Desde luego esta sería una idea interesante para nuestra realidad. Pero eso, sin embargo, no nos faculta a prescindir de una serie de otros dilemas. Por ejemplo, ¿cómo determinar seriamente la edad específica en que defenderemos el derecho a voto? ¿cómo especificar los procesos en que los menores podrán participar? Estas no son cuestiones de fácil solución.

Mientras la propuesta comunista sugiere -sin mucho argumento- la edad de 14 años, otros estiman que una opción razonable es la de 16. De la misma forma, mientras el debate constitucional considera la inclusión de menores en el plebiscito de salida y en los eventuales plebiscitos dirimentes -elecciones de gran relevancia e impacto-, la experiencia comparada suele considerar más bien elecciones locales de menor incidencia.

El asunto, entonces, se vuelve más complejo. Surgen las suspicacias y los cuestionamientos. Si de verdad queremos enfrentar el involucramiento de los niños y adolescentes en política, ¿no será más genuino empujar una discusión seria frente a sus derechos políticos en vez de hacer propuestas improvisadas y poco razonadas sobre el sufragio?

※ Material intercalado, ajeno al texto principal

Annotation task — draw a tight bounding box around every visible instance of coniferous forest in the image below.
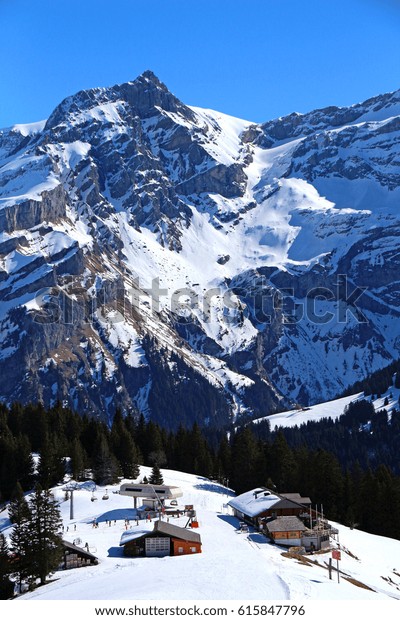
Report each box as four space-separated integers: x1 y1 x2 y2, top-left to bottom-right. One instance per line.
0 366 400 539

Cuando vemos que la propuesta concreta del Partido Comunista se enmarca en una batería de sugerencias que consideraban, también, los mismos plebiscitos dirimentes y la creación de una "red de jóvenes constituyentes" (el solo nombre sugiere la muy probable politización de la instancia), se hace imposible no advertir que lo que verdaderamente suele primar en estas propuestas es el cálculo electoral. La poca evidencia disponible demuestra que la inclusión de menores en los procesos electorales no solo tiene implicancias en la decisión del voto (participación), sino que también en la dirección del voto (resultados). En sencillo, se ha argumentado que los principales beneficiarios de estos cambios suelen ser los sectores más polarizados.

Esto parece tener sentido. En general, se ha sugerido que los proyectos polarizados tienen su base en sectores de la sociedad que viven el abandono. No en sectores pobres o ricos, sino que más bien en aquellos que han sentido permanentemente que el sistema político no les responde. Al menos en Chile, los jóvenes suelen tener mayores grados de malestar, lo que favorece a algunos sectores políticos más que a otros.

Si queremos enfrentar el dilema del involucramiento político de niños y adolescentes deberemos hacerlo con seriedad y con pausa, sobre todo en momentos en que debatimos (o dialogamos) sobre las bases más elementales de nuestra institucionalidad. Varios convencionales y activistas deberán comprender que, para eso, tendremos que dejar la calculadora electoral en la casa.